El conde lo miró con extrañeza, como si el combinado que formaban la intuición y Brunetti le pareciera insólito.

– Aparte de lo que acabas de decirme, ¿qué otra cosa no te gusta?

– Que nadie prestara atención al comentario de que les parecía una broma. Que en el expediente no haya constancia de una conversación con el primo. Y que no se hicieran preguntas acerca de la piedra.

El conde puso el tenedor atravesado encima de los espaguetis que quedaban en el fondo del plato, y al momento apareció Valeria, a retirar el servicio.

– ¿No le han gustado los espaguetis, señor conde?

– Estaban exquisitos, Valeria, pero quiero dejar un poco de sitio para el coda.

La mujer asintió, tomó su plato y luego el de Brunetti. El conde escanciaba más vino cuando ella volvió. Brunetti se alegró al comprobar que estaba en lo cierto respecto al coda. El plato estaba adornado con ramitas de romero y un rábano.

– ¿Por qué le hacen eso a la comida? -preguntó, señalando el plato del conde con el mentón.
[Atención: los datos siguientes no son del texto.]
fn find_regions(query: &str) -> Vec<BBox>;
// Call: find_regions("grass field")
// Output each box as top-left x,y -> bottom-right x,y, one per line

– ¿Es una pregunta o una crítica del servicio? -preguntó el conde.

– Una simple pregunta.

El conde partió el pescado con la pala y el tenedor, para ver si estaba hecho por dentro. Al comprobar que así era, dijo:

– Recuerdo la época en que, por unos miles de liras, tenías una buena comida en cualquier trattoria u osteria de la ciudad. Risotto, pescado, ensalada y un buen vino. Nada sofisticado, sólo los buenos platos que el dueño comía en su propia mesa. Pero eso era cuando Venecia era una ciudad que estaba viva, que tenía su industria y sus artesanos. Ahora lo único que tenemos son turistas, y los ricos están acostumbrados a platos delicados como éste. Así, para satisfacer sus gustos, tenemos platos bonitos. -Probó el pescado-. Por lo menos, éste además de bonito es bueno. ¿Y el tuyo?

– Excelente -respondió Brunetti. Puso una espina en la orilla del plato y dijo-: ¿Querías hablarme de algo?

Con la cabeza inclinada sobre el plato, el conde dijo:

– Es sobre Paola.

– ¿Paola?

– Paola, sí. Mi hija. Tu mujer.

Brunetti se sintió invadido por un repentino furor ante aquel tono displicente, pero se contuvo, y repuso con una voz distante que tenía un frío reflejo del sarcasmo del conde.

– Y la madre de mis hijos. Tus nietos. No lo olvides.

El conde dejó los cubiertos sobre el plato y apartó éste a un lado.

– Guido, no he querido ofenderte…

Brunetti atajó:

– Entonces ahórrate el paternalismo.

El conde tomó la jarra de vino, echó la mitad del resto en la copa de Brunetti y acabó de vaciarla en la suya.